Thu, Oct. 30, 2014, 4:30pm - 6:00pm
Frick Chemistry Laboratory, Taylor Auditorium
The inositol pyrophosphates provide a link between metabolism and signaling
By integrating signaling cues with metabolic status, cells are able to modulate a range of processes according to their internal resources. The diphosphoinositol polyphosphates (PP-IPs) are a unique group of messengers that control glucose uptake and energy homeostasis, and provide an important link between signaling and metabolic networks. It is thought that PP-IPs exert their pleiotropic effects as allosteric small molecule regulators and via pyrophosphorylation of protein substrates, but most details in PP-IP signaling have remained elusive due to a paucity of suitable reagents.

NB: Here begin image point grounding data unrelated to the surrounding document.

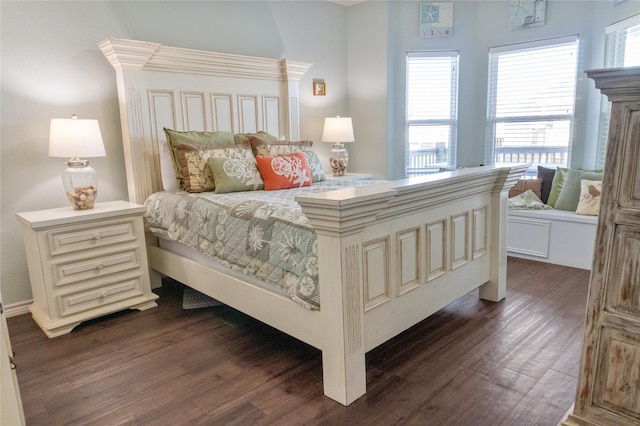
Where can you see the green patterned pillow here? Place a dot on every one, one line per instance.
(570, 194)
(235, 174)
(194, 168)
(202, 139)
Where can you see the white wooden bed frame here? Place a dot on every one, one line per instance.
(389, 254)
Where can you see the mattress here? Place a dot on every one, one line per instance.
(261, 234)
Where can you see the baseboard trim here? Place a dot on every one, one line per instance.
(15, 309)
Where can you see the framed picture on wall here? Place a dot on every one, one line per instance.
(526, 13)
(436, 20)
(319, 88)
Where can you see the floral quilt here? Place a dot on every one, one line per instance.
(260, 233)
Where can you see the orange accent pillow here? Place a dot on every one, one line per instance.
(284, 171)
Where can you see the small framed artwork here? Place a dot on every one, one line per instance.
(436, 20)
(526, 13)
(319, 88)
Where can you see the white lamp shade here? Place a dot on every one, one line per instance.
(72, 137)
(338, 129)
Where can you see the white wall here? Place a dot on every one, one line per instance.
(52, 68)
(478, 25)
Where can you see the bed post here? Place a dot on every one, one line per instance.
(496, 288)
(339, 225)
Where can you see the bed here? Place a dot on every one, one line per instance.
(389, 254)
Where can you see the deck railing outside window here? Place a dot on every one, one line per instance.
(425, 161)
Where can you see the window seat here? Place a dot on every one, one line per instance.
(553, 236)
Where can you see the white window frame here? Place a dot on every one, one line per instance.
(436, 158)
(615, 56)
(548, 159)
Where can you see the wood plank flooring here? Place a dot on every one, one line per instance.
(473, 363)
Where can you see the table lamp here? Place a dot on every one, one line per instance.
(74, 138)
(338, 130)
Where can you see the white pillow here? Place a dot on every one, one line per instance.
(590, 194)
(167, 171)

Our group is taking chemical approaches to elucidate the molecular mechanisms in PP-IP signaling. We have designed non-hydrolyzable PP-IP bisphosphonate analogues and have utilized these analogs for the affinity purification of inositol polyphosphate binding proteins. In parallel, we devised a method that provides easy access to pyrophosphopeptides. The pyrophosphopeptides were subsequently employed for the development specific enrichment procedures and for mass spectrometry-based detection of pyrophosphoproteins. Overall, our data support a central role for the inositol pyrophosphates at the interface of signaling and metabolism and contribute significantly to a better understanding of the complex PP-IP signaling landscape.